Amber didn’t need to scream to be dangerous.
She just needed silence. And obedience.
And Xochi had stopped fighting out loud.
That was what worried him most.
He turned the corner and found that his treacherous body had led him back towards the laundry room as if all the roads led back to her. He let out a big sigh and was about to turn away when he saw it again—Xochi stumbling with a laundry basket, almost slipping on the frozen steps again. She caught herself before the basket hit the ground. She didn’t flinch. Didn’t complain.
Byron took a step forward, then froze.
Brandon was just down the path, speaking with Elder Roma and Damien Kelly. In full view.

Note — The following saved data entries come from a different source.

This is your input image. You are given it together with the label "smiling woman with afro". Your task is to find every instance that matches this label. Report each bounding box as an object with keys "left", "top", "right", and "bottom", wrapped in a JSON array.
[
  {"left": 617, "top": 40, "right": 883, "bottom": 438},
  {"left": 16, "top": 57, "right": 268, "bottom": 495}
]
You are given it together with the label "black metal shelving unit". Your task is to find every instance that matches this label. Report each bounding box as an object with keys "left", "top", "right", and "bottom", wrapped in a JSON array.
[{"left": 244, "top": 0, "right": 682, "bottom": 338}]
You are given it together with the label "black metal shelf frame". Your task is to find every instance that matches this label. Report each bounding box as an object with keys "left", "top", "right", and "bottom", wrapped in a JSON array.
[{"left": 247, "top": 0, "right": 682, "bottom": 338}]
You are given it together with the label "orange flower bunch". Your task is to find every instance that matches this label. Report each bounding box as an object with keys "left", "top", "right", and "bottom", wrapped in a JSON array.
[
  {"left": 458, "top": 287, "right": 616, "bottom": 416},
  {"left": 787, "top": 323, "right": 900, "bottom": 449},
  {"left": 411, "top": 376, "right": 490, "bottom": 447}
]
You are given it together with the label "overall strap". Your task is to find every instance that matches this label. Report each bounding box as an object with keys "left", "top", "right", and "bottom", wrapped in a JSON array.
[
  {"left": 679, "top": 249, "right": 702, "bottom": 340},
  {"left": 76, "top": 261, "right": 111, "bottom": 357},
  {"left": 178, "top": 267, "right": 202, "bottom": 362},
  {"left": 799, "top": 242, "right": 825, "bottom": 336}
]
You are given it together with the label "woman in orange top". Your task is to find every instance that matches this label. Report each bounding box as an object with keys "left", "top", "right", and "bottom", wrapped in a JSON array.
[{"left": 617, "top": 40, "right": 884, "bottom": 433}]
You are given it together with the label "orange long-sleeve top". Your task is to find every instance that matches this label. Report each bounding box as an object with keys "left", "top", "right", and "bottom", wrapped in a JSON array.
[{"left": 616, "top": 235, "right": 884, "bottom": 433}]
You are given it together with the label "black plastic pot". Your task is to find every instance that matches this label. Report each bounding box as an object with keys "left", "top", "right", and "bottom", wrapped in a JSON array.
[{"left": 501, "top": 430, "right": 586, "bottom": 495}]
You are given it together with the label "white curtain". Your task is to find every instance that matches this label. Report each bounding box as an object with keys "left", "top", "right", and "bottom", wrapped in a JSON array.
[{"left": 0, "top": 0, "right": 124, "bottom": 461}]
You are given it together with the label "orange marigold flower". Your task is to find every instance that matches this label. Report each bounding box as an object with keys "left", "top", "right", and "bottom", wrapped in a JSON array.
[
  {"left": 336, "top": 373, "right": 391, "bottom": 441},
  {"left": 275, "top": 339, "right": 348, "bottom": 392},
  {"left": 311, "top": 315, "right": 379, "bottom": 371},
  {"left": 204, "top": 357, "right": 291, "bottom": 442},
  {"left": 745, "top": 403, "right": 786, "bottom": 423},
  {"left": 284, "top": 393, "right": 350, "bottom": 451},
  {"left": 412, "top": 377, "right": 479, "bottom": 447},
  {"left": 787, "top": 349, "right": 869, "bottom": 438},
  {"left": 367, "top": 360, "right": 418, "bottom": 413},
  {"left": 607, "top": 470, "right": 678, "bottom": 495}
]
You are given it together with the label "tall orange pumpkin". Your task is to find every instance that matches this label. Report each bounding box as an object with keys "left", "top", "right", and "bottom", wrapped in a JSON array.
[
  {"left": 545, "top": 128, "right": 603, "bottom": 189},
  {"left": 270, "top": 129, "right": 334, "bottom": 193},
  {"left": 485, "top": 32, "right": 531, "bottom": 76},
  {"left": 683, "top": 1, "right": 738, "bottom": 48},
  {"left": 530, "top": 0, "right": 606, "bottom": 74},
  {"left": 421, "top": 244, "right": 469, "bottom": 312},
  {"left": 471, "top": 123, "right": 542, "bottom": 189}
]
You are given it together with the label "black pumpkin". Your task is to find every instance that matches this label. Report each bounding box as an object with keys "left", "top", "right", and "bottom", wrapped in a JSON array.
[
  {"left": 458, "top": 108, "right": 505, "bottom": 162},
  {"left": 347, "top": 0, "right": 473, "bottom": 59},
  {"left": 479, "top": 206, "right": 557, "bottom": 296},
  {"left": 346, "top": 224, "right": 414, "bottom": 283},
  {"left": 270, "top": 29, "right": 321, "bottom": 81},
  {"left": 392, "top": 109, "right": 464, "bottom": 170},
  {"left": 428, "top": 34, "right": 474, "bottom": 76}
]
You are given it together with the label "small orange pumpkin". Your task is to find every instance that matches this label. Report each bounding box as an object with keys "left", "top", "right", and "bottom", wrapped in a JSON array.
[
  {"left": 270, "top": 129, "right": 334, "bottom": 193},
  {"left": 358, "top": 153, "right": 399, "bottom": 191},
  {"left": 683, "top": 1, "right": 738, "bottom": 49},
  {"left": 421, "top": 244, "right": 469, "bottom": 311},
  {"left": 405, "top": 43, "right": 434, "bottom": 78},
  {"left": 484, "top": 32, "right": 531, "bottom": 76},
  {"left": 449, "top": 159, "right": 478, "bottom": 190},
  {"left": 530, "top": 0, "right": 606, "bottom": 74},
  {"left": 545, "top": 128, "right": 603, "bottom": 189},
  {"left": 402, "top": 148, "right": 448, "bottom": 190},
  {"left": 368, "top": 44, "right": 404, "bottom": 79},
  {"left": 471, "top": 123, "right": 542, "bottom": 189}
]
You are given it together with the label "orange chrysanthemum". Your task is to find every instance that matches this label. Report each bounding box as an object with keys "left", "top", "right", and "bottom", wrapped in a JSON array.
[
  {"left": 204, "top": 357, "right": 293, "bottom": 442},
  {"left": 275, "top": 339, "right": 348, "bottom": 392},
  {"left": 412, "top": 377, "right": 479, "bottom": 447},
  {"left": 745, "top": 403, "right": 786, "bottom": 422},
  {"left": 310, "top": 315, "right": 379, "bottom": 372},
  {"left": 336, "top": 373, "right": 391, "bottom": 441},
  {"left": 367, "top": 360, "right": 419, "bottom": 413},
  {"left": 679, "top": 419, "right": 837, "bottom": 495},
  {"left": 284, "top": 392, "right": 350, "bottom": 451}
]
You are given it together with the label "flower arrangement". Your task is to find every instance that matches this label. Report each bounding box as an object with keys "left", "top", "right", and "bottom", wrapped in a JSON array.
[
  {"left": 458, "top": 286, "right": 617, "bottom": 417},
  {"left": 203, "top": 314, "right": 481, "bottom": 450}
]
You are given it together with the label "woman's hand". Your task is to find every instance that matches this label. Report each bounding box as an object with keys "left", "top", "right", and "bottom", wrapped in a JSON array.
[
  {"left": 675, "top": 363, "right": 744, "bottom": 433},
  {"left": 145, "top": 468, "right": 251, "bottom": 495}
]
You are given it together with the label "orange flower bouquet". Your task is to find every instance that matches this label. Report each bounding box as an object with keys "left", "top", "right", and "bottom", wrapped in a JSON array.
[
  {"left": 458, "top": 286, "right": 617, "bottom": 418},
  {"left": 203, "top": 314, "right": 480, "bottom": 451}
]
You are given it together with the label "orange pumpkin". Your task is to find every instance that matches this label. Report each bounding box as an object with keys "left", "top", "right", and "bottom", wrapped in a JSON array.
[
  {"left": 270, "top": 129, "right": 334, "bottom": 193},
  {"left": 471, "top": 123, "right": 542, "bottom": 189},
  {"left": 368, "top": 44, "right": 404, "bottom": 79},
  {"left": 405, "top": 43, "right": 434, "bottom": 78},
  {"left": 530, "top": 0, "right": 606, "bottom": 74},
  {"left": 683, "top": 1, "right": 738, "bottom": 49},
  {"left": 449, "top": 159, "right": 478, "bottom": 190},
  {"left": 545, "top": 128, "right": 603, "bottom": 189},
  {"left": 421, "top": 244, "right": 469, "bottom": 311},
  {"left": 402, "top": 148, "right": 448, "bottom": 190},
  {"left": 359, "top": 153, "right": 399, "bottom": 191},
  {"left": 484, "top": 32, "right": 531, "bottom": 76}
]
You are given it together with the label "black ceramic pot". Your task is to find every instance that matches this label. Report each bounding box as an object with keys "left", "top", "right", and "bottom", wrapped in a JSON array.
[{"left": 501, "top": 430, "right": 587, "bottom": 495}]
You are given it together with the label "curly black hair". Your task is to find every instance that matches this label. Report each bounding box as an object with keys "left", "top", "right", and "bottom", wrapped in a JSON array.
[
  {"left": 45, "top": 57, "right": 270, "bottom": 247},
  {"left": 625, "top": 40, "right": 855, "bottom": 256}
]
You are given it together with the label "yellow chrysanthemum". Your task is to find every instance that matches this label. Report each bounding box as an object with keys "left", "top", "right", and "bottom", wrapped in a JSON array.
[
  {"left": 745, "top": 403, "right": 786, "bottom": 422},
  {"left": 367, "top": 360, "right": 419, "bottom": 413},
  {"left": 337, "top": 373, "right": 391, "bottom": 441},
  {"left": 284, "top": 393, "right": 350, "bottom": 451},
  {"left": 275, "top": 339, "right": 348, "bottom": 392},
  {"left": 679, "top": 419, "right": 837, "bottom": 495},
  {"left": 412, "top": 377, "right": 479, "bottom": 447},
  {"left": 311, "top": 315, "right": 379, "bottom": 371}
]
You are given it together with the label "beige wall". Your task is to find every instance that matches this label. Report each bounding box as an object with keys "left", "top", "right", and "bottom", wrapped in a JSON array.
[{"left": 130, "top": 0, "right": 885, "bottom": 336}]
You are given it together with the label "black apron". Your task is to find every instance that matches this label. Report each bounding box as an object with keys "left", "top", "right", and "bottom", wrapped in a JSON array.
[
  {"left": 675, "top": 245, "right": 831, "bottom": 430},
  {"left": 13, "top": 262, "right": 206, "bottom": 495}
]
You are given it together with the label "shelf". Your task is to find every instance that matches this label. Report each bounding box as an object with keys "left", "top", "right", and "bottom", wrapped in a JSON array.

If I help, he thought, Brandon will notice. And eventually Amber will know. Helping her would cost her, and he couldn’t do that to her.
He glimpsed her hands again as she grabbed the laundry basket. And if I don’t, he asked himself.
She righted the basket and moved on like she didn’t even know he was there.
Like he had already disappeared, and something in his chest bled.
That night, he left something for her on her bed. A small tin of salve. A sweet muffin from the kitchen. One of her old pencils. And the scarf Mira had given him last winter—soft and warm, still smelling faintly of cedar.
He said nothing. Wrote nothing. Just wrapped it all in a folded cloth and placed it on her bed, so it would be there when she got to her room.
Then he found a place down the hall in the shadows and waited.
A few minutes later, she came quietly up the stairs. She looked tired, her shoulders hunched slightly under her coat. As soon as she opened the door, she spotted the bundle, froze for a moment, and then picked it up without a sound.
She didn’t smile.
She just held it in both hands like it might disappear if she let go too soon.
Then she slowly closed her bedroom door.
Byron lay awake in bed later, staring at the ceiling. The wind scratched gently against the windowsill, and the moon cast long, pale shadows across his room.
Everyone said Xochi belonged to Brandon, that she was his Mate. This had been whispered since they were kids, passed around like a prophecy.
But every time Brandon touched her, every time she flinched, Byron felt it like a bruise inside his chest.
It doesn’t feel right to him. She looked miserable with him, as if she were holding her breath through every moment.
He knew that that’s not what a bond looks like. That’s not what it should feel like.
And then, the thought came—so quiet, it felt like it had always been there.
What if she’s mine?
He sucked in a breath and rolled onto his side, pulling the blanket tighter around him.
No. He couldn’t allow himself to be stupid. He couldn’t allow himself to want something he couldn’t have.
But the question stayed, curling behind his ribs like a second heartbeat, refusing to leave.